Lestrade abriu os olhos e verificou. Seu companheiro de cama estava encolhido do outro lado. Colocando um travesseiro como barreira, ele se levantou e foi ao banheiro da suíte. Deixou a porta aberta para ouvir Sherlock acordando. Ele já estava voltando quando viu o sonolento bebê jogar a lontra no chão e passar por cima do travesseiro, tomando o cuidado de se virar de bruços e jogar as pernas pra fora da cama primeiro.

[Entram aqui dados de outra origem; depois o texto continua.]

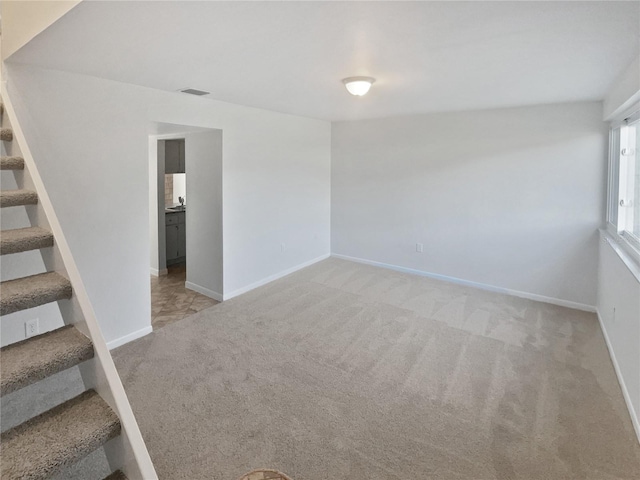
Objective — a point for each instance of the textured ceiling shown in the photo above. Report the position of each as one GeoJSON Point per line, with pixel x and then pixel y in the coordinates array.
{"type": "Point", "coordinates": [291, 56]}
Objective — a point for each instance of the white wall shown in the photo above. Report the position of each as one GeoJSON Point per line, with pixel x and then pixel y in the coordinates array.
{"type": "Point", "coordinates": [90, 139]}
{"type": "Point", "coordinates": [203, 166]}
{"type": "Point", "coordinates": [624, 92]}
{"type": "Point", "coordinates": [619, 313]}
{"type": "Point", "coordinates": [23, 20]}
{"type": "Point", "coordinates": [507, 198]}
{"type": "Point", "coordinates": [619, 288]}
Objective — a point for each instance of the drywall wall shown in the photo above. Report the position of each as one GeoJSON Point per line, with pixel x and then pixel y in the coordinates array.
{"type": "Point", "coordinates": [624, 92]}
{"type": "Point", "coordinates": [203, 167]}
{"type": "Point", "coordinates": [23, 20]}
{"type": "Point", "coordinates": [619, 314]}
{"type": "Point", "coordinates": [507, 198]}
{"type": "Point", "coordinates": [90, 138]}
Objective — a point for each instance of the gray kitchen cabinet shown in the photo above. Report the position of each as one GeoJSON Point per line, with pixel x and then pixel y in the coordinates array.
{"type": "Point", "coordinates": [182, 241]}
{"type": "Point", "coordinates": [172, 242]}
{"type": "Point", "coordinates": [174, 156]}
{"type": "Point", "coordinates": [175, 234]}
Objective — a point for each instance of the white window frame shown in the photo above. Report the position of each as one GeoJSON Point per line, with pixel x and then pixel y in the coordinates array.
{"type": "Point", "coordinates": [621, 192]}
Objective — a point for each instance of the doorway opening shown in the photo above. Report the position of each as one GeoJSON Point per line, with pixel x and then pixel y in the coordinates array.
{"type": "Point", "coordinates": [185, 221]}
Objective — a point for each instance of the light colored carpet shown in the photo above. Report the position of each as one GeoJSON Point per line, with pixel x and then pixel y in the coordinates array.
{"type": "Point", "coordinates": [346, 371]}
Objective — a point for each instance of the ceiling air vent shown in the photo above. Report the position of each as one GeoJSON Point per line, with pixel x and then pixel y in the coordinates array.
{"type": "Point", "coordinates": [193, 91]}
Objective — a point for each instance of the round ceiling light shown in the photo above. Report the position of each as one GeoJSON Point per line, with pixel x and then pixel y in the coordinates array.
{"type": "Point", "coordinates": [358, 86]}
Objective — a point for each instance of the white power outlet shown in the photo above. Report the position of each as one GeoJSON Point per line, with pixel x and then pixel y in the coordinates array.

Em segurança no chão, esfregando os olhinhos, Sherlock pegou Benny pelo rabo e abriu a porta do quarto. Rindo, Greg foi atrás dele.

–Mike. Mike! MYCROFT!

O citado irmão apareceu na ponta da escada:

–O que você quer, tormento? Onde está Greg?

–Quem?

–A pessoa que dormiu com você. Bom dia, Lestrade. Posso saber o porquê de você estar sem a calça do pijama, Sherlock?

–'Tava pisando na barra, então tirei.

–Volte para o quarto e deixe Lestrade te arrumar, enquanto você acorda direito. Ninguém toma café comigo com o cabelo despenteado.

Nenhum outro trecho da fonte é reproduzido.